Given the correct input, at least a month ago, it could do all of those things.
(I am not sure that attempting to enforce this within the file(1) binary is optimal... after all, even though the attack surface is much reduced, file(1) could still have a bug somewhere prior to the sandboxing. If you could do a "chpriv -write_to_disk -socket -run_external_program /bin/file" that the OS would enforce, that would be cool. Someone should create that.)
If by "open sockets" you mean open existing sockets in read-only mode, it's so that it can identify them as sockets. If by "open sockets" you mean create new sockets, I don't think it does do that:
https://github.com/threatstack/libmagic/search?utf8=%E2%9C%9...
> write to arbitrary files
It appears it only does this if running on OS/2 and investigating what's inside a compressed file. Under these conditions, a temporary file is necessary for platform-specific reasons:
https://github.com/threatstack/libmagic/blob/3dea7072b8d7e92...
https://github.com/threatstack/libmagic/blob/3dea7072b8d7e92...
It also writes to a non-arbitrary mmapped file (the magic database), because that's how such databases work; you query them by writing to them in a particular way:
https://github.com/threatstack/libmagic/blob/3dea7072b8d7e92...
> run external programs
I can't find any examples where it does that. Do you know of any?
This is what I am saying...given the right input, file(1) could do anything and everything. Yes, it's only due to a bug in file(1), but still that's kind of ridiculous.
We have all sorts of things in place to protect against other bugs (for example, segmentation faults), and there's 27 years of evidence that we need some more help.
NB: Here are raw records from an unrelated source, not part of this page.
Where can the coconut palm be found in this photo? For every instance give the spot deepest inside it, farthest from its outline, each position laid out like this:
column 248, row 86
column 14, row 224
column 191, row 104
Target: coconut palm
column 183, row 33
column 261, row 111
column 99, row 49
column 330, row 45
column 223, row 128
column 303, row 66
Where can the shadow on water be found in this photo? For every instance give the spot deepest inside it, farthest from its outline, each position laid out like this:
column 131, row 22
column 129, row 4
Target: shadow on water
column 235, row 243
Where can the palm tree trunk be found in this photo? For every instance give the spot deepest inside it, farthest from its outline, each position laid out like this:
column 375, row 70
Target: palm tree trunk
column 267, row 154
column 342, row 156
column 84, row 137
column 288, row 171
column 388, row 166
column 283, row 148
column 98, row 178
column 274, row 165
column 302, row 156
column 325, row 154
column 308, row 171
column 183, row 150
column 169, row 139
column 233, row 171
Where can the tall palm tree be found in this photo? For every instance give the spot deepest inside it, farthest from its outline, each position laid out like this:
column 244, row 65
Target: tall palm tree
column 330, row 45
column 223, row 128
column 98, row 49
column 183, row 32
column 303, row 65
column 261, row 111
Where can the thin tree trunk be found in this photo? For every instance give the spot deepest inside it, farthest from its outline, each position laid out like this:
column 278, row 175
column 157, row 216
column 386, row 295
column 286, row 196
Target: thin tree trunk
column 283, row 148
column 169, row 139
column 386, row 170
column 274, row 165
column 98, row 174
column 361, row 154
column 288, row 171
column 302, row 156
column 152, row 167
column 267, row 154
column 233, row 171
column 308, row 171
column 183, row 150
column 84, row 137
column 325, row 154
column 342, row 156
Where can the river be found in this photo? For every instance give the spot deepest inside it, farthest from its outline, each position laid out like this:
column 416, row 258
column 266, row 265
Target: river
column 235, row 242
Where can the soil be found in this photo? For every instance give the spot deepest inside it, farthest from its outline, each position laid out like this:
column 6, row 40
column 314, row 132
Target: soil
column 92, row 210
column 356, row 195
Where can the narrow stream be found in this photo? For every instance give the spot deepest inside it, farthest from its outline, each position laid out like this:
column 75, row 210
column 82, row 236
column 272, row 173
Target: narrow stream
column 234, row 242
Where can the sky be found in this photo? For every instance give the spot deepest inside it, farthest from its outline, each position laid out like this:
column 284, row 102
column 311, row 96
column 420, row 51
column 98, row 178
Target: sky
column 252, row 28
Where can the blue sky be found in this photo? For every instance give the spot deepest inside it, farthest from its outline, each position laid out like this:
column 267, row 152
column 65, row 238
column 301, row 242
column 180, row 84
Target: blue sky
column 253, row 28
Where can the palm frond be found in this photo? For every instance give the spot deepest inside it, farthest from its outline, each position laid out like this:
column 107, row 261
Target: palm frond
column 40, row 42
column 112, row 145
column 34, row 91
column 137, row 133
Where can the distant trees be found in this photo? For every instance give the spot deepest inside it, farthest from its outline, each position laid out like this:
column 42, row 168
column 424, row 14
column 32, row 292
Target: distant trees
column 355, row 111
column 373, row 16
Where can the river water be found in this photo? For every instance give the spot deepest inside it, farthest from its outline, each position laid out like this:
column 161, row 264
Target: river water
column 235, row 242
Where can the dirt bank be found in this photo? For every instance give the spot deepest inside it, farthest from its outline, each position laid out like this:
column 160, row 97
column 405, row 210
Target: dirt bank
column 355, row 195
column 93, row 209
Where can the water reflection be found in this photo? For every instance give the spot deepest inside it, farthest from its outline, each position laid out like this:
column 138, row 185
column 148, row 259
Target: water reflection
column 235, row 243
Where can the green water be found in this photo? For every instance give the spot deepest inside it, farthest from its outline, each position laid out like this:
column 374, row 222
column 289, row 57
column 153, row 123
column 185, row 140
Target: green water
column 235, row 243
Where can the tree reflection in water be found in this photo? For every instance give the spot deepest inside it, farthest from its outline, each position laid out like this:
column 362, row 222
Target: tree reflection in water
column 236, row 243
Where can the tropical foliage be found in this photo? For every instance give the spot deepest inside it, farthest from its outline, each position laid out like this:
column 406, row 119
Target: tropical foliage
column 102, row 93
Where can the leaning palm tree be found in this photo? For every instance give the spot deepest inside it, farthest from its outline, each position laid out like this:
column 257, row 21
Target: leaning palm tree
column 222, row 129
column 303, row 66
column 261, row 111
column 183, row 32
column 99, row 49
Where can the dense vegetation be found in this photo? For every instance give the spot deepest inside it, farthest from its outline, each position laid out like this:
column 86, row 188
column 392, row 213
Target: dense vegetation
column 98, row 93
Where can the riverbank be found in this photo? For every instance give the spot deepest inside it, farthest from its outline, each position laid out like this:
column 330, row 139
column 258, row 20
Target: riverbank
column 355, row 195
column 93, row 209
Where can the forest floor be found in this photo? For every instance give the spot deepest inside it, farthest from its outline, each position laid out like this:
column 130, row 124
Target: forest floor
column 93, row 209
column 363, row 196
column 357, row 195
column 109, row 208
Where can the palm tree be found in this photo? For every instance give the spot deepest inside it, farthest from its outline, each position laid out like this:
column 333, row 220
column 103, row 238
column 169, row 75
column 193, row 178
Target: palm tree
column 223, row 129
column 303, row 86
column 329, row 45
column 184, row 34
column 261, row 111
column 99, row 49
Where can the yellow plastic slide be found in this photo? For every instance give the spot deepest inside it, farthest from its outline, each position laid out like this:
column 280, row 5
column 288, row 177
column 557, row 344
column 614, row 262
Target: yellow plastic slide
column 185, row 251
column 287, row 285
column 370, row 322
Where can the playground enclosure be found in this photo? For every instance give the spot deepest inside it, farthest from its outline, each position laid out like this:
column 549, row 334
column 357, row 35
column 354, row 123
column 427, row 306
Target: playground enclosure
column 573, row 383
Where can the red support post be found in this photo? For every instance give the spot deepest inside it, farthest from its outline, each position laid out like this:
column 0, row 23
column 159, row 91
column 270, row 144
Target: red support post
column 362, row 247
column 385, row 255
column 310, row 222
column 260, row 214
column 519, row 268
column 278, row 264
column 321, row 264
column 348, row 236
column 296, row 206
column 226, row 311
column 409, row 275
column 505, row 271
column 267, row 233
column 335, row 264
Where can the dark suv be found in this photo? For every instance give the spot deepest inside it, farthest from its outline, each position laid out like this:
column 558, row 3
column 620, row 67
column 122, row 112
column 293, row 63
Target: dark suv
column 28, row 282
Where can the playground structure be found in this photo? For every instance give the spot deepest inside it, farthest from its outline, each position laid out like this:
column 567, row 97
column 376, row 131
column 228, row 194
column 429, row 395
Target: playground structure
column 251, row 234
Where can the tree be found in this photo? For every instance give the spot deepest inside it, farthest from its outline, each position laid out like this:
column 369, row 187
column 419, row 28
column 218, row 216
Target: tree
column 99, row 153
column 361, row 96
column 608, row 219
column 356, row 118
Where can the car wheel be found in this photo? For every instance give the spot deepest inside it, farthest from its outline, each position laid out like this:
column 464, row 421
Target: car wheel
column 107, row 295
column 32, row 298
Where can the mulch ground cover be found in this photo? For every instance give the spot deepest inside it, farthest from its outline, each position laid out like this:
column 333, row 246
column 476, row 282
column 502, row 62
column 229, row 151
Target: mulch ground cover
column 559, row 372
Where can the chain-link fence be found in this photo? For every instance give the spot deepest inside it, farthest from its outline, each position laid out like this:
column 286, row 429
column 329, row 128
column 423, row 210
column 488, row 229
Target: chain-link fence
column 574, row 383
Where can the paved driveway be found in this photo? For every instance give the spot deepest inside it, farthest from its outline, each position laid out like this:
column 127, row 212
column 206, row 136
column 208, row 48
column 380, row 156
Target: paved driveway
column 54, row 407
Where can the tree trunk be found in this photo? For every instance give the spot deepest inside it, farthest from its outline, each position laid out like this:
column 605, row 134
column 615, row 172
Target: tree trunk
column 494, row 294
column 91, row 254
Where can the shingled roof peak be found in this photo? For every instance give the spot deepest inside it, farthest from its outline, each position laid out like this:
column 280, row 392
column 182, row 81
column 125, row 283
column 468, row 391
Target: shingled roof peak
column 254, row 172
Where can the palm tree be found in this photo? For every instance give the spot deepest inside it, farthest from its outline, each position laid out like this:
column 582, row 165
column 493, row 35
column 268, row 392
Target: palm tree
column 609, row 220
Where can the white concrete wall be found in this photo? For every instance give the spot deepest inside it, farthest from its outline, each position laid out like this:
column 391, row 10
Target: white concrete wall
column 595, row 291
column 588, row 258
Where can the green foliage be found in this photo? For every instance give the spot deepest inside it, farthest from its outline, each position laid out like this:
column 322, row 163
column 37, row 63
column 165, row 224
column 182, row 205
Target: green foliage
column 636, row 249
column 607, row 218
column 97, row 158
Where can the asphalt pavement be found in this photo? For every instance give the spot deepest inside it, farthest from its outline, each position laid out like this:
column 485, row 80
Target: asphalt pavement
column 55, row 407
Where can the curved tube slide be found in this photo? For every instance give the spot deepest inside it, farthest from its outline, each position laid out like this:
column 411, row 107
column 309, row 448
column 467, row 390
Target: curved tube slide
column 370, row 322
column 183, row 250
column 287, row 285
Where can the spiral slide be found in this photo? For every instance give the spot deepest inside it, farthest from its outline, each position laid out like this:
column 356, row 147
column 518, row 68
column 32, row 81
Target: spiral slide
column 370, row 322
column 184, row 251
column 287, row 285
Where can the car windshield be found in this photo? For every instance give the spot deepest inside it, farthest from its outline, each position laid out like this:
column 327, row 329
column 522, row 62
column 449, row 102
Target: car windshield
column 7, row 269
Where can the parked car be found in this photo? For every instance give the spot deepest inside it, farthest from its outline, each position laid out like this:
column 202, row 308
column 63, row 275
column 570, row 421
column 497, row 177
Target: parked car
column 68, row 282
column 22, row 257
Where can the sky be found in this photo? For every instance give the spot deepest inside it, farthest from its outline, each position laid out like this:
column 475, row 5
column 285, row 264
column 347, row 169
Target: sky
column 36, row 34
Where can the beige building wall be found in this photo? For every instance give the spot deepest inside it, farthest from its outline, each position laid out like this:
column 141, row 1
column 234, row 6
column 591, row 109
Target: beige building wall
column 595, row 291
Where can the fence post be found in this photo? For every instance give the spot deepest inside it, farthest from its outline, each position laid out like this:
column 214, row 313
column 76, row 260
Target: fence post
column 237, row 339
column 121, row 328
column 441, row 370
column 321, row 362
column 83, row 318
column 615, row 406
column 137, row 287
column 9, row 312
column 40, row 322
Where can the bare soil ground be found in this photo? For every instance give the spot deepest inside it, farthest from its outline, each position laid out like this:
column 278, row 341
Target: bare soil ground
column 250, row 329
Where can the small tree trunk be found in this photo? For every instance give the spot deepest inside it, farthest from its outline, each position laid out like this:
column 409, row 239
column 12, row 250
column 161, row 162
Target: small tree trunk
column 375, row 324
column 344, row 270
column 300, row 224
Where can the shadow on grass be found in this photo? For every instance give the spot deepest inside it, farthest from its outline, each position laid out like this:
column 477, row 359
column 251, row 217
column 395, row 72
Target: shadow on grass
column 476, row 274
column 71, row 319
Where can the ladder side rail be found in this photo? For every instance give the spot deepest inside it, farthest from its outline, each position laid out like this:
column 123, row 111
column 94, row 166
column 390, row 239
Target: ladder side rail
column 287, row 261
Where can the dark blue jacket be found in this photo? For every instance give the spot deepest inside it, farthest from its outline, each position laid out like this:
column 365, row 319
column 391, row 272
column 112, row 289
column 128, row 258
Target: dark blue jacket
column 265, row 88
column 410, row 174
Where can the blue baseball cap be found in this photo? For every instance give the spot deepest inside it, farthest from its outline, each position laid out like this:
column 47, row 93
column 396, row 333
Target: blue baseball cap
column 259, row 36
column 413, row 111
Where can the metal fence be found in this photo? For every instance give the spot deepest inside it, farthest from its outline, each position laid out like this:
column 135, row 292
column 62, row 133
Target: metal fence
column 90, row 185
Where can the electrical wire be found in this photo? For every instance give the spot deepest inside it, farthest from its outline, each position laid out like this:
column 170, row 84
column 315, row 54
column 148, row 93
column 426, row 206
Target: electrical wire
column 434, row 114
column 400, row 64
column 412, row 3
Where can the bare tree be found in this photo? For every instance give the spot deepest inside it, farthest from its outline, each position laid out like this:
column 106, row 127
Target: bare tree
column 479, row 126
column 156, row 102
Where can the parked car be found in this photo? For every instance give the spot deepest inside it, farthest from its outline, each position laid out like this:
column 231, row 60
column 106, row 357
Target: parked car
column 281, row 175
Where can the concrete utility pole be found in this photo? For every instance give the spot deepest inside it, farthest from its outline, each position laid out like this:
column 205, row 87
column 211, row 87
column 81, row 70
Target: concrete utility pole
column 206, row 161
Well, there's not code in file(1) to do that, but there's code that reads data in and makes decisions based on that data. Which means, if your attacker is more careful than the programmer was, you have possibly given that attacker a Turing machine.
All file needs to do is scan for some magic bytestrings, and optionally print the numbers at a handful of offsets. It currently does much more than that, which is why it's insecure and hard to fix.
If you feel the command does more than it needs to, could you call out a few examples of bloated features that you would cut?
But I haven't seen anything to disagree with file being similarly problematic. A quote like
To sum up: If somebody uses 'file' in an unconstrained OS environment on untrusted inputs, and he gets pwnd in the result, then it's not a security problem, it's an incompetence problem - and IMO it should be discussed elsewhere.
does not suggest that the program is very well designed.
Scanning for byte strings with no possibility of security flaw is a solved problem.